Network interface 540 can be configured to allow data to be exchanged between the computing device 500 and other devices attached to a network (e.g., network 590), such as one or more external systems or between nodes of the computing device 500. In various embodiments, network 590 can include one or more networks including but not limited to Local Area Networks (LANs) (e.g., an Ethernet or corporate network), Wide Area Networks (WANs) (e.g., the Internet), wireless data networks, some other electronic data network, or some combination thereof. In various embodiments, network interface 540 can support communication via wired or wireless general data networks, such as any suitable type of Ethernet network, for example; via digital fiber communications networks; via storage area networks such as Fiber Channel SANs, or via any other suitable type of network and/or protocol.

Input/output devices 550 can, in some embodiments, include one or more display terminals, keyboards, keypads, touchpads, scanning devices, voice or optical recognition devices, or any other devices suitable for entering or accessing data by one or more computer systems. Multiple input/output devices 550 can be present in computer system or can be distributed on various nodes of the computing device 500. In some embodiments, similar input/output devices can be separate from the computing device 500 and can interact with one or more nodes of the computing device 500 through a wired or wireless connection, such as over network interface 540.

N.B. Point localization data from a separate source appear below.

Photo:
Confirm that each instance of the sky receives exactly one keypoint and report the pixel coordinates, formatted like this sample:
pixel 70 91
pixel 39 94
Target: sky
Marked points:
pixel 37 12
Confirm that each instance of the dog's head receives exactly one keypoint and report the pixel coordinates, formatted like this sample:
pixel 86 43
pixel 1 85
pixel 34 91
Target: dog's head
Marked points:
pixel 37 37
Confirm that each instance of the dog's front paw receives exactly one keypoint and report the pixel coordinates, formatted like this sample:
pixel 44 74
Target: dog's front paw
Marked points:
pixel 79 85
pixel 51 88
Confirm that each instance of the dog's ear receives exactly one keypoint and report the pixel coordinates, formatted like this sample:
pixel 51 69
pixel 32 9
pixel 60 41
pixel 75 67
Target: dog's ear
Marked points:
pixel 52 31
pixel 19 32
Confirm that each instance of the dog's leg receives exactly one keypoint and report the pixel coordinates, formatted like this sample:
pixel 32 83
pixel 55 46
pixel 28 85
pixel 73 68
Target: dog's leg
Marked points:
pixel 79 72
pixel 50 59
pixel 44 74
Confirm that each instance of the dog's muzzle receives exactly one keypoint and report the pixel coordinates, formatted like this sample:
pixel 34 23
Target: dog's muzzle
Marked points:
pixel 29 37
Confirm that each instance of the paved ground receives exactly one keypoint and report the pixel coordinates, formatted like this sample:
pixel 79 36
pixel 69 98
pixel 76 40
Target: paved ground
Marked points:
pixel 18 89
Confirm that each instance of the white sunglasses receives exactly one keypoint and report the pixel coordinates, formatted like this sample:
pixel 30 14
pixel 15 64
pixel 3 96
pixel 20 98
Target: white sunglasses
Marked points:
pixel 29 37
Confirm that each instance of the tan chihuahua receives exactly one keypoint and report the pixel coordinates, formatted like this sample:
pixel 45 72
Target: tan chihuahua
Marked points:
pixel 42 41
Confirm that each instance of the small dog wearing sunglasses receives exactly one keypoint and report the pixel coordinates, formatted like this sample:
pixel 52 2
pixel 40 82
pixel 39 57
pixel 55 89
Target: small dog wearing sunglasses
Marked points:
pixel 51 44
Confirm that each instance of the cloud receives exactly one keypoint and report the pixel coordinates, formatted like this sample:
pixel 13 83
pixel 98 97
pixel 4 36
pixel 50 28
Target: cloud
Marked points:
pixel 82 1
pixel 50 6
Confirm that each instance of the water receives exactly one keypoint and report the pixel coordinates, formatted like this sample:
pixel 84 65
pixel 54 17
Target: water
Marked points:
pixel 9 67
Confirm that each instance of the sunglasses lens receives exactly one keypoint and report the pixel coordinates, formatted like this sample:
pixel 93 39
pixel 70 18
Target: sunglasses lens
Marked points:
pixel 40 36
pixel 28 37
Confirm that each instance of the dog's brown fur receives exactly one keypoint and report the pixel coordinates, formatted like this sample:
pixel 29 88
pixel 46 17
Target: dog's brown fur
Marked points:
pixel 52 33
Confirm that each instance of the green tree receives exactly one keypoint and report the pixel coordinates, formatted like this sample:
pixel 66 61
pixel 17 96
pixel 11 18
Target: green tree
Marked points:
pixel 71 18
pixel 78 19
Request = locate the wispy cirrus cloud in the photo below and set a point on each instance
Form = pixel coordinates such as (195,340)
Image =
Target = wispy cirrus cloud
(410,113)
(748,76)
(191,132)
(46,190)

Those skilled in the art will appreciate that the computing device 500 is merely illustrative and is not intended to limit the scope of embodiments. In particular, the computer system and devices can include any combination of hardware or software that can perform the indicated functions of various embodiments, including computers, network devices, Internet appliances, PDAs, wireless phones, pagers, and the like. The computing device 500 can also be connected to other devices that are not illustrated, or instead can operate as a stand-alone system. In addition, the functionality provided by the illustrated components can in some embodiments be combined in fewer components or distributed in additional components. Similarly, in some embodiments, the functionality of some of the illustrated components may not be provided and/or other additional functionality can be available.

The computing device 500 can communicate with other computing devices based on various computer communication protocols such a Wi-Fi, Bluetooth.R™. (and/or other standards for exchanging data over short distances includes protocols using short-wavelength radio transmissions), USB, Ethernet, cellular, an ultrasonic local area communication protocol, etc. The computing device 500 can further include a web browser.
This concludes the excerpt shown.